AI Platform Architect
Molten Ventures (formerly Draper Esprit) is a European venture capital firm that has spent twenty years backing founders and innovators driving Europe's technology transformation. It invests capital alongside experience, energy, and partnership to help visionary technology companies scale, serving high-growth startups and scale-ups across Europe.
About Molten Ventures
Molten Ventures is a publicly listed venture capital firm focused on backing visionary founders building Europe's technology future. Beyond providing capital, the firm offers portfolio companies experience, energy, and partnership to help them scale faster and go further. Its portfolio includes companies that have collectively reached more than 50 million customers, crossed the $200m ARR mark, sold more than 7 million devices, and achieved notable public market outcomes including IPOs at market caps of £1bn and nearly £9bn. The firm operates seed funds, evaluates new investment opportunities and pitch decks from founders, maintains an investor portal for its shareholders, and publishes sustainability reporting covering responsible investment and portfolio engagement practices.
Skills
About the Role
You will design and oversee the comprehensive infrastructure stack that powers the most demanding distributed AI workloads. Moving beyond individual hardware components, you will act as the unifying technical authority across hardware, software, compute, network, and storage. You will architect a cohesive, AI rack scale platform optimized for trillion-parameter LLM training and high-throughput inference.
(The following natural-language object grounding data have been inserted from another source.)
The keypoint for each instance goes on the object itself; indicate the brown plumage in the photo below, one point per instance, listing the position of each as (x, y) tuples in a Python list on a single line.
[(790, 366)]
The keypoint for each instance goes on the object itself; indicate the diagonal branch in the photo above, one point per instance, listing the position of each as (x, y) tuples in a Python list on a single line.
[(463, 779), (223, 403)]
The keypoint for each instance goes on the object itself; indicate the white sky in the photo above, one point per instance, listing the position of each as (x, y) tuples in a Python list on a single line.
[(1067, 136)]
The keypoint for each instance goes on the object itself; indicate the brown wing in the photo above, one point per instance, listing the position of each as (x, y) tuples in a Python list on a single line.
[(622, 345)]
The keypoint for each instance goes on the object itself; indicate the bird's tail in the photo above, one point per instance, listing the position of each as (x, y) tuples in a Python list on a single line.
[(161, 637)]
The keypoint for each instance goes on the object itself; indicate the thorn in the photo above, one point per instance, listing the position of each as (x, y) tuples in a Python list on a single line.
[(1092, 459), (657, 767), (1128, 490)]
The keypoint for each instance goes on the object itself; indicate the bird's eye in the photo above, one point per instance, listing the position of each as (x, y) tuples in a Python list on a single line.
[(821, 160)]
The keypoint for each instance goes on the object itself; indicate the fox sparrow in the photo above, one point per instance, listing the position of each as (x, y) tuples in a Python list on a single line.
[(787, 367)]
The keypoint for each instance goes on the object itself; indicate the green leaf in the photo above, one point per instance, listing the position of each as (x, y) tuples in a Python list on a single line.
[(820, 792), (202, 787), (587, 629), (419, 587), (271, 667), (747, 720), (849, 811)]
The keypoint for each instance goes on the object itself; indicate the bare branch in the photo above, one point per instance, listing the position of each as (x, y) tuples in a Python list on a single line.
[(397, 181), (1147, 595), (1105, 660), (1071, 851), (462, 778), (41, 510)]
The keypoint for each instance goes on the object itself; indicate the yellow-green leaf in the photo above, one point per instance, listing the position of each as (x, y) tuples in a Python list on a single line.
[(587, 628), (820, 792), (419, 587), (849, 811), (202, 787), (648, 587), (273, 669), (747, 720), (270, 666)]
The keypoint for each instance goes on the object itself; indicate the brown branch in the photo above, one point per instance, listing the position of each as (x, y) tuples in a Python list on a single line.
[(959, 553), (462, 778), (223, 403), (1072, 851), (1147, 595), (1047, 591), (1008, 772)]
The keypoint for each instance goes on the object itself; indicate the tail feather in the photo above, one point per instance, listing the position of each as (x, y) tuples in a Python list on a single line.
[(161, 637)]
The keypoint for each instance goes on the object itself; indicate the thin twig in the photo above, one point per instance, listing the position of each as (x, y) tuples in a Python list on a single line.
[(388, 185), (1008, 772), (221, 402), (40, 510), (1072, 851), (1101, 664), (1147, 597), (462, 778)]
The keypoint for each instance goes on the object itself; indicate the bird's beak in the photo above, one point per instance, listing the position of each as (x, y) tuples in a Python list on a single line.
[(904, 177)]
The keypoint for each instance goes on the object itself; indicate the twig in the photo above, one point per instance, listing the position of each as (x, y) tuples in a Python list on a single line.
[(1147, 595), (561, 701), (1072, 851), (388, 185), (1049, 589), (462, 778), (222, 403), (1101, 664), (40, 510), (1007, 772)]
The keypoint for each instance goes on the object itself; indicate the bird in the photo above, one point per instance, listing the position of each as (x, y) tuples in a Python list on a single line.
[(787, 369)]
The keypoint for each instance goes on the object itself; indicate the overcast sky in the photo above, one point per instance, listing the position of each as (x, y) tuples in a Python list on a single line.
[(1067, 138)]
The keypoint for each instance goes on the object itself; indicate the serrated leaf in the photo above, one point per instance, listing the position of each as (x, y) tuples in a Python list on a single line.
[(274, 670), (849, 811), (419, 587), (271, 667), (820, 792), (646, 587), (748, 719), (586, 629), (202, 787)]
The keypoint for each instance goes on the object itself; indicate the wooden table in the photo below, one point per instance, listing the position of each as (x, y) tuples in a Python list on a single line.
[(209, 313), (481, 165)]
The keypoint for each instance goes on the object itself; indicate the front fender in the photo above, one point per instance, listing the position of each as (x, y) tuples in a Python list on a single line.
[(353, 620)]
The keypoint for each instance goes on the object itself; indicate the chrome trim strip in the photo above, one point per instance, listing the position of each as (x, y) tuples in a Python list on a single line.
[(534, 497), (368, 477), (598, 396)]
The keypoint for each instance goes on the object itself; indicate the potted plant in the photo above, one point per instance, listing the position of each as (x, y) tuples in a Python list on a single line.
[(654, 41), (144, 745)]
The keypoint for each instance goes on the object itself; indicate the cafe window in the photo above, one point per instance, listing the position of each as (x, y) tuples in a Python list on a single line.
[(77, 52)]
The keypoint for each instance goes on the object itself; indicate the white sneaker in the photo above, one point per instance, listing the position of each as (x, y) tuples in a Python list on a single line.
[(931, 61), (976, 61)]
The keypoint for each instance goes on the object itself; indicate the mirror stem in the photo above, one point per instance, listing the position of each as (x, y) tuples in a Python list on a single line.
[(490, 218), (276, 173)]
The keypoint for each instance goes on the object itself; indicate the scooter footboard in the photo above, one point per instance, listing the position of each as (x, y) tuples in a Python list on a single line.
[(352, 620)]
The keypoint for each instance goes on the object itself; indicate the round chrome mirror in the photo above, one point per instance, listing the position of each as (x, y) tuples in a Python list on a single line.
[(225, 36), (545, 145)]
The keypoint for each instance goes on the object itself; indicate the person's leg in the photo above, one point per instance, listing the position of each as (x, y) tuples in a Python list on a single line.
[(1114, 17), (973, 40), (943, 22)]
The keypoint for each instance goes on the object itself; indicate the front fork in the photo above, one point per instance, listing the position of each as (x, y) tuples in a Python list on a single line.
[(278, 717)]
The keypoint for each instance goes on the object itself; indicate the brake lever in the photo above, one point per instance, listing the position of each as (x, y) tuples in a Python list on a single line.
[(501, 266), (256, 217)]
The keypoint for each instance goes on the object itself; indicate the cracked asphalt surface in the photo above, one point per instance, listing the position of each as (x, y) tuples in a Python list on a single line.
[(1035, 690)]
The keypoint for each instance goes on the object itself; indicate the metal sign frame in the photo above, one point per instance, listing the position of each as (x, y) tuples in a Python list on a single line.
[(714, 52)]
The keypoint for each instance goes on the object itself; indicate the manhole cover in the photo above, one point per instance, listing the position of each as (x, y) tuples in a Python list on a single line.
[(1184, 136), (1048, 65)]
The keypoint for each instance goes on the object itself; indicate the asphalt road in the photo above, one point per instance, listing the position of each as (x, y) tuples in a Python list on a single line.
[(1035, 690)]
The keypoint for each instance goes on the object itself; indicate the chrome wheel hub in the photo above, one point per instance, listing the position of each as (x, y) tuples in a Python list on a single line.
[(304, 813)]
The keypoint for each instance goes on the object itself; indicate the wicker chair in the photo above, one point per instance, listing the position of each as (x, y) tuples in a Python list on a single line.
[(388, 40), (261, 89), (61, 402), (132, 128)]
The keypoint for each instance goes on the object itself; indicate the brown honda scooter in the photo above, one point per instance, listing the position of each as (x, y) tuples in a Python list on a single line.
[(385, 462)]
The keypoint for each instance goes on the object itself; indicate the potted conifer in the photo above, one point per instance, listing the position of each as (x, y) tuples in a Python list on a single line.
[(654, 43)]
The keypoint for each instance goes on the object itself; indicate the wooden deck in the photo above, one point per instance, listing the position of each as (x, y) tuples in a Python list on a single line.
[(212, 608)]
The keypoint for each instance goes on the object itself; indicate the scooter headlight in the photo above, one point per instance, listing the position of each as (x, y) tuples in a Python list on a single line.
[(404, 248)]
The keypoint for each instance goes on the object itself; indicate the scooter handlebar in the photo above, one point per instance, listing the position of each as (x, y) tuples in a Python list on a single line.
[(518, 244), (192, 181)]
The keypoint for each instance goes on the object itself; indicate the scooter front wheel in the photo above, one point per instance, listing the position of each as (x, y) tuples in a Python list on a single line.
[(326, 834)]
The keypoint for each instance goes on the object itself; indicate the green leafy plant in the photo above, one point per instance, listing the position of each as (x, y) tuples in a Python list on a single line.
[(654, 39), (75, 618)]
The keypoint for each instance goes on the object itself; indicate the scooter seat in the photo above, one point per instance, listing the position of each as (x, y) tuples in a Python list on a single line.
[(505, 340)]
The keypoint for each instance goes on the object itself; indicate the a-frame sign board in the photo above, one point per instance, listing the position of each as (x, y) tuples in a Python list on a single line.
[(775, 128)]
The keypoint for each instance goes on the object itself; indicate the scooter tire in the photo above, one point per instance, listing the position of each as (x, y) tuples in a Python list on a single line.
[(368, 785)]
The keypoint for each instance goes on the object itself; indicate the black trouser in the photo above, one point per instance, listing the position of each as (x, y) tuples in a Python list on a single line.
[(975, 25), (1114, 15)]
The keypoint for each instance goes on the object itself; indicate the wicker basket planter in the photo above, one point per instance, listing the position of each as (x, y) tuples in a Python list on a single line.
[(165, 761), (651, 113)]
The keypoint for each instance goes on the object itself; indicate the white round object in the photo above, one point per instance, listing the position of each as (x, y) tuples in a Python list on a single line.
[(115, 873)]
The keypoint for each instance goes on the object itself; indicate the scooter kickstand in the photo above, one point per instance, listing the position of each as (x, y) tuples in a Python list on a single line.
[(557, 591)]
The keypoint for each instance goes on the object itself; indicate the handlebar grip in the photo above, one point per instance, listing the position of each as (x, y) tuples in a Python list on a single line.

By orchestrating everything from advanced clustering and distributed training frameworks down to the physical layer—spanning PCIe Gen 5/6 pathways, NVMe storage topologies, and RDMA fabrics—you will ensure AI research and deployment teams have a flawless, frictionless, and extraordinarily powerful platform at their disposal.
Requirements
- 4+ years functioning as a Lead or Principal Architect for large-scale AI or machine learning platforms in systems engineering, cloud architecture, HPC, or hardware engineering
- Deep practical knowledge of how large models are trained and deployed, including data/tensor/pipeline parallelism and infrastructure requirements of modern LLM architectures
- Authoritative understanding of system-level bottlenecks and data pathways, including PCIe Gen 5/6, NVMe namespaces, and RDMA (RoCEv2/InfiniBand) integration
- Experience with container orchestration platforms and infrastructure-as-code (IaC) tailored for GPU-heavy bare-metal and cloud environments
- Exceptional ability to bridge AI researchers/data scientists and low-level hardware/CPU/memory/storage/GPU/network engineers, translating model requirements into infrastructure specifications
- Ability to generate platform engineering requirement specifications to guide and influence future silicon designs
- Hands-on experience with rack-as-a-system AI platforms integrating latest networking, cooling, and GPU technologies (desirable)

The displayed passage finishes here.